Basic premise of most reports. However most comments seem to be against him & point out some flaws in his 'logic'.

http://annarbor.com/news/opinion/spending-money-on-a-high-speed-rail-system-in-michigan-is-an-ill-conceived-idea/

peter


----------



## George Harris (Jan 24, 2012)

The guy starts out, "And as a young engineer with a masters degree in transportation engineering from Purdue University and a bachelors degree in civil engineering from the University of Michigan, . . ." That alone gives him a credibility problem.

Maybe he will be thinking differently when he can write something like "as an engineer with years of experience in the design and costruction of rail transportion project, I have see the trasition from "it costs too much, it takes too long to build and no one will ever ride it" to "how did we ever manage without it?" take place more than once, and in fact with every rail transportation project I have been part of, and see no reason why it will not continue to happen on any well thought out rail transportation project.'

In other words, he has yet to make the transition from an academic perspective that has been fed to him to a perspective based on reality.
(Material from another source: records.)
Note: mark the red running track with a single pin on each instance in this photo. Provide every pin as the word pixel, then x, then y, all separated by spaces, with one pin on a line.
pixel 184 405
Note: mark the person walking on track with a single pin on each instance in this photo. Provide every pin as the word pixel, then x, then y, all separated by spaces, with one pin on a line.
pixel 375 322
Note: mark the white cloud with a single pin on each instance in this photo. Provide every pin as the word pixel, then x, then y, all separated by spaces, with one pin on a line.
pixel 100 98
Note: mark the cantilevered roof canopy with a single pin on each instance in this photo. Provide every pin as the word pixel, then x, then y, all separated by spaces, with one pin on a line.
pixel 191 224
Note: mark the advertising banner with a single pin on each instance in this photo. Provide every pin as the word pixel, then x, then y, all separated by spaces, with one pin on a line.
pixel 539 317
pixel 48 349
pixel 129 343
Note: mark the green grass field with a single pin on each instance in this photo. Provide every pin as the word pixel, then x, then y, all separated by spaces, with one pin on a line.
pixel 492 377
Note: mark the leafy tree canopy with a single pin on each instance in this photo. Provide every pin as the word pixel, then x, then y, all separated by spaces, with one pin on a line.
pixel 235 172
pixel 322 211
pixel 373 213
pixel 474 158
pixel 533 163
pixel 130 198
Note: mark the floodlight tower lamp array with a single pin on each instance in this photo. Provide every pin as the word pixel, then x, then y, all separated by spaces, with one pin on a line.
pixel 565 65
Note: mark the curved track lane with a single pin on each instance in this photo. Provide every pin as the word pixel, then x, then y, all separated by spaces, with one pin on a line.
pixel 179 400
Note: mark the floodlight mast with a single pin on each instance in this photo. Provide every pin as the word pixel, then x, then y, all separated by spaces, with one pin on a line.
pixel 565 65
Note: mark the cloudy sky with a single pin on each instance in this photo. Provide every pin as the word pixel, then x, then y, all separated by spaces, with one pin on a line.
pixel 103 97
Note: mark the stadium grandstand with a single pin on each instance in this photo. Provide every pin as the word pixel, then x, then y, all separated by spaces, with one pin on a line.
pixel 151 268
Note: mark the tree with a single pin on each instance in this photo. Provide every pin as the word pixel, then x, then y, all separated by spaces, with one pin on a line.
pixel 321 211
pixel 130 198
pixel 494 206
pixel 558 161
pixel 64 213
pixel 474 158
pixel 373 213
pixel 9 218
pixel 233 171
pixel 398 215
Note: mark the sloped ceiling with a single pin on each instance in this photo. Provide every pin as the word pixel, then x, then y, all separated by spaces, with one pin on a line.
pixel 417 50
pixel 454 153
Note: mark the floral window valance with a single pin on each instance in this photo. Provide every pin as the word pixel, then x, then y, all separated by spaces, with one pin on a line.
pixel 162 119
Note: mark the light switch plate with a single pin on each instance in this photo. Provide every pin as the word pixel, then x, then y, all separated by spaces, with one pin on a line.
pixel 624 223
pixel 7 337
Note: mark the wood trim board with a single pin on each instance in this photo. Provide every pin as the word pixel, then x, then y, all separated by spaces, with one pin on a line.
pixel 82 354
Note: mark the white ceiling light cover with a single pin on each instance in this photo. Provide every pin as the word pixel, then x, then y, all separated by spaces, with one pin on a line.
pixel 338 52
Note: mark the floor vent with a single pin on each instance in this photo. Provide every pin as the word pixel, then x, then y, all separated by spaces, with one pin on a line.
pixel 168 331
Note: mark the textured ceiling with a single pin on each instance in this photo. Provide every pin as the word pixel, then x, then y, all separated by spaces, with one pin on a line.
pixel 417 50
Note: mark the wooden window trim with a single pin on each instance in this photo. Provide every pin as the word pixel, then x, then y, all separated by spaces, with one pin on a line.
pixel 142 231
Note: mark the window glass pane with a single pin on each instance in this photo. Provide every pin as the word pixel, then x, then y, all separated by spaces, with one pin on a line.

Oh yeah, let us not forget: The non-users also benefit as there is less traffic to contend with when they choose to drive instead of taking the trains.


----------



## AlanB (Jan 24, 2012)

George,

As I and a few other posters on that story have pointed out, he's also made several critical errors in things. Starting with his linking to a document that quite clearly states that the trains will run at 110 MPH very early on in the document. But then our hero goes on to do his calculations based upon the trains topping out at 79 MPH.


----------



## George Harris (Jan 24, 2012)

AlanB said:


> George,
> 
> As I and a few other posters on that story have pointed out, he's also made several critical errors in things. Starting with his linking to a document that quite clearly states that the trains will run at 110 MPH very early on in the document. But then our hero goes on to do his calculations based upon the trains topping out at 79 MPH.


Yes. Maybe I have developed a suspicious mind about this sort of stuff to the point that I no longer consider that sort of error to be accidental. If he made taht sort of error accidentally, it says that engineering education has fallen a long way in this country.


----------